Elektronik öğretime dünyada artan talep; eğitimde farklı bilişsel özelliklere sahip öğrencilere hitap etme, eğitim giderlerini azaltma, etkili ve hayat boyu öğretim amaçlama gibi beklentilere cevap vermede önemli bir yükseliş yakalamıştır. 2001 yılında Fransız Noir sur Blanc telekomünikasyon firmasının başlattığı E- Learning Europe Survey (E-öğretim Avrupa Araştırması) de 90 lı yılların başlangıcında, evden çalışmanın yaygınlaştığı dönemde e-öğretimin yükselen bir değer olarak eğitim alanında yepyeni bir piyasayı ortaya çıkardığı vurgulanmıştır. Araştırma kapsamında binlerce enstitü ile iletişime geçilmiş, tüm Avrupa ülkelerinde e- öğretim uygulayan yükseköğretim kurumları e-öğretimin varlığı açısından incelenmiştir.

Araştırma sonuçları 120 örneklem enstitü içinde derlenmiştir. Grafik 1’ de Avrupa ülkeleri sıralamasında e-öğretimin en büyük oranda yaygınlaştığı Fransa’ yı Belçika, ardından İtalya ve İngiltere izlemiştir.

Grafik 1. Avrupa’ da 2001 yılı itibari ile e-öğretimin uygulandığı ülkeler ve oranları (Fournier, 2001: 1).

Yapılan araştırmada e-öğretimin gelişme potansiyeli ile ilgili bilgi edinme amacıyla yöneltilen sorulara verilen cevapların 3 yönde eğilim gösterdiği belirtilmiştir.

Buna göre enstitüler; Direnen Enstitüler, Pasif Enstitüler, Entegre Enstitüler olarak gruplara ayrılmaktadır.

Direnen Enstitüler, örneklemin yalnızca %10 unu kapsamaktadır. Bu enstitülerde e-öğretim uygulamalarının programlara dahil edilmesiyle ilgili herhangi bir düşünce ya da planın olmadığı, klasik pedagojinin etkili olduğu düşüncesi ile birlikte teknolojik birtakım ‘ gereç’ lerin eğitim programına eklenmesi ihtimali mevcuttur. II.

Gruptaki Pasif Enstitüler, örneklemin %52 ile çoğunluğu oluşturmaktadır. Her ne kadar klasik öğretim oranının yanında ikinci planda olsa da, bu enstitüler e-öğretim gerçeğini benimsemiş kurumlardır. E-öğretim geliştirme adına organize olunmamış, girişimler yetersizdir. Mevcut programların çoğunluğu kişisel bir takım girişimler sonucu kaydedilmiştir. Kısacası e-öğretimin geliştirilmesi ve yaygınlaştırılması için yeterli altyapı ve istek bu ki grupta yoktur.

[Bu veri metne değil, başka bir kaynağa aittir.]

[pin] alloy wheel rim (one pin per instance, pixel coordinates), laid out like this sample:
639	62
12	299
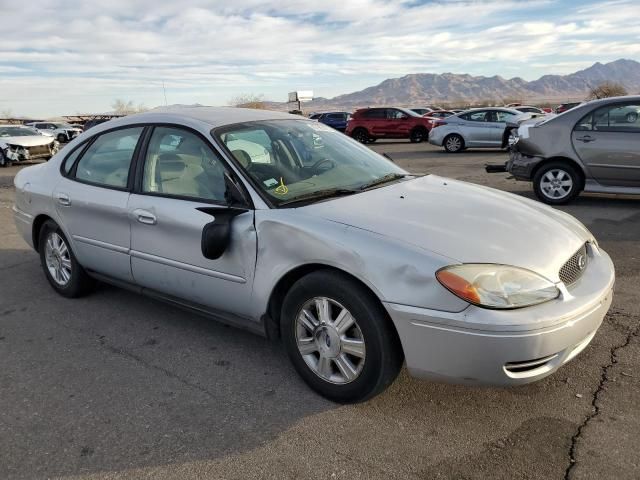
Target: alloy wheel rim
330	341
58	259
453	143
556	184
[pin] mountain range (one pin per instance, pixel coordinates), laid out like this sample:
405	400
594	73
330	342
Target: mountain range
428	88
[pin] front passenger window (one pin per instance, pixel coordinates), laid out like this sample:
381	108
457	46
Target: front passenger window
106	162
181	164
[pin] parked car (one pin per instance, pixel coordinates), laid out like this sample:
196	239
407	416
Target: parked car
563	107
62	132
594	147
421	111
476	128
92	123
18	143
355	263
369	124
337	120
529	109
433	117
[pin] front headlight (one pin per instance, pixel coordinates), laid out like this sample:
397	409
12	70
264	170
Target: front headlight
497	286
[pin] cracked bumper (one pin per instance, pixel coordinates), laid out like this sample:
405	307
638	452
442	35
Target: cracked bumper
522	166
490	347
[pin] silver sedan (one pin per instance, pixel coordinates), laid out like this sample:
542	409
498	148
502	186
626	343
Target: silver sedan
285	227
475	128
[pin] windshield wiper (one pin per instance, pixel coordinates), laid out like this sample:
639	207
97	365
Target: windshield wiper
390	177
320	195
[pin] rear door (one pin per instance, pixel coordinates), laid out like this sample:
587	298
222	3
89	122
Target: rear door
475	128
92	197
607	140
181	189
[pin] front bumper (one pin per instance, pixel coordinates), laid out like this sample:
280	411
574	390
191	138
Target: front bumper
521	166
492	347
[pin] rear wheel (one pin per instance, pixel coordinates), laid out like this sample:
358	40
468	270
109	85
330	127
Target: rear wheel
339	338
361	135
556	183
64	273
453	143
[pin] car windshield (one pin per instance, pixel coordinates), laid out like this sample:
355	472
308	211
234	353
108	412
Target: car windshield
17	132
295	161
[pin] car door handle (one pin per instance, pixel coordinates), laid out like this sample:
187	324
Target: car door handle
144	216
63	199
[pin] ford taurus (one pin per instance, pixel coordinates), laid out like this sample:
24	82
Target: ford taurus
285	227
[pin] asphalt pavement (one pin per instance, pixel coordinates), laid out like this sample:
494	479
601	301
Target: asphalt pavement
115	386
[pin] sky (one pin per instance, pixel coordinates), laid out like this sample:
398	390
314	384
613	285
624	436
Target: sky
62	57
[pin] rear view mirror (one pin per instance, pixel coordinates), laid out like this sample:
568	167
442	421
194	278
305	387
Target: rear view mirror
216	235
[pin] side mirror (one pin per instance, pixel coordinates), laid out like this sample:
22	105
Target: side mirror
216	235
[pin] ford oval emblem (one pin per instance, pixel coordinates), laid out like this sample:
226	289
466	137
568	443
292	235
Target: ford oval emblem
582	262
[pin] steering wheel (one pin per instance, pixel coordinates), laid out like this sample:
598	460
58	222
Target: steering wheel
315	168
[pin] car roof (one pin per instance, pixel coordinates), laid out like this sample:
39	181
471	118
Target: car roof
213	116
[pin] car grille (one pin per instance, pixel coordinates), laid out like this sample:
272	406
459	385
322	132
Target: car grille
39	150
573	269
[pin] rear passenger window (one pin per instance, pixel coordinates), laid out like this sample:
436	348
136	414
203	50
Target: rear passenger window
106	162
71	159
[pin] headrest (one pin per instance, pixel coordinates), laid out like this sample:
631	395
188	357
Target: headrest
243	157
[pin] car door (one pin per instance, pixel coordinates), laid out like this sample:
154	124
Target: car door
376	121
91	200
400	123
474	129
182	188
607	140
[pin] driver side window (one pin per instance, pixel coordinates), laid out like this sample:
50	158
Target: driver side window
180	164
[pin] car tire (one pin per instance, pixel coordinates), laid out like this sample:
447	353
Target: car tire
418	135
361	135
453	143
64	273
345	365
556	183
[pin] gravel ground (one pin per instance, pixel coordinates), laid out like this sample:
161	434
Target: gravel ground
116	386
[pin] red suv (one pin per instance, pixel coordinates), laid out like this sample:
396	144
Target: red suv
369	124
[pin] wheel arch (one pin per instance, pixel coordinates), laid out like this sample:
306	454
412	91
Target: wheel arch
560	159
286	281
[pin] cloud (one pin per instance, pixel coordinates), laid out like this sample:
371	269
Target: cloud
61	56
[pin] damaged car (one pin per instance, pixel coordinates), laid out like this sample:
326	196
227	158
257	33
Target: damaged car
18	143
594	147
62	132
354	263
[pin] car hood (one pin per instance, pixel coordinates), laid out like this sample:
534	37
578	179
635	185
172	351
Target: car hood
464	222
27	141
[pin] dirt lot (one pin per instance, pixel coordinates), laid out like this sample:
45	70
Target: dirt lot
120	386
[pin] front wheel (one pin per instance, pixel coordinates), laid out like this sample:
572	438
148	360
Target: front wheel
453	143
64	273
557	183
339	338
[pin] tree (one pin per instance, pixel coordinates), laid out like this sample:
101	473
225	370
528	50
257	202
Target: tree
121	107
248	100
607	89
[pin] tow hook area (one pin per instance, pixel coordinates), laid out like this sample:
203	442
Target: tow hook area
495	167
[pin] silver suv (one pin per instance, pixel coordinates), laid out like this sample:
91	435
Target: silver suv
594	147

Son olarak III. Grup enstitüler, entegre enstitüler olarak adlandırılmıştır.

Araştırmada örneklemin %36’ sını oluşturan grupta diğerlerinin aksine e-öğretim

önemli bir roldedir. Bu grupta e-öğretim, eğitim öğretim programlarının bir kısmını ya da tamamını kapsayacak şekilde uygulanmaktadır. Araştırmada örneklemde kapsadığı yüzdelik dilime bakıldığında e-öğretime kayıtsız kalan enstitülerin yalnızca %10 olduğu görülmektedir.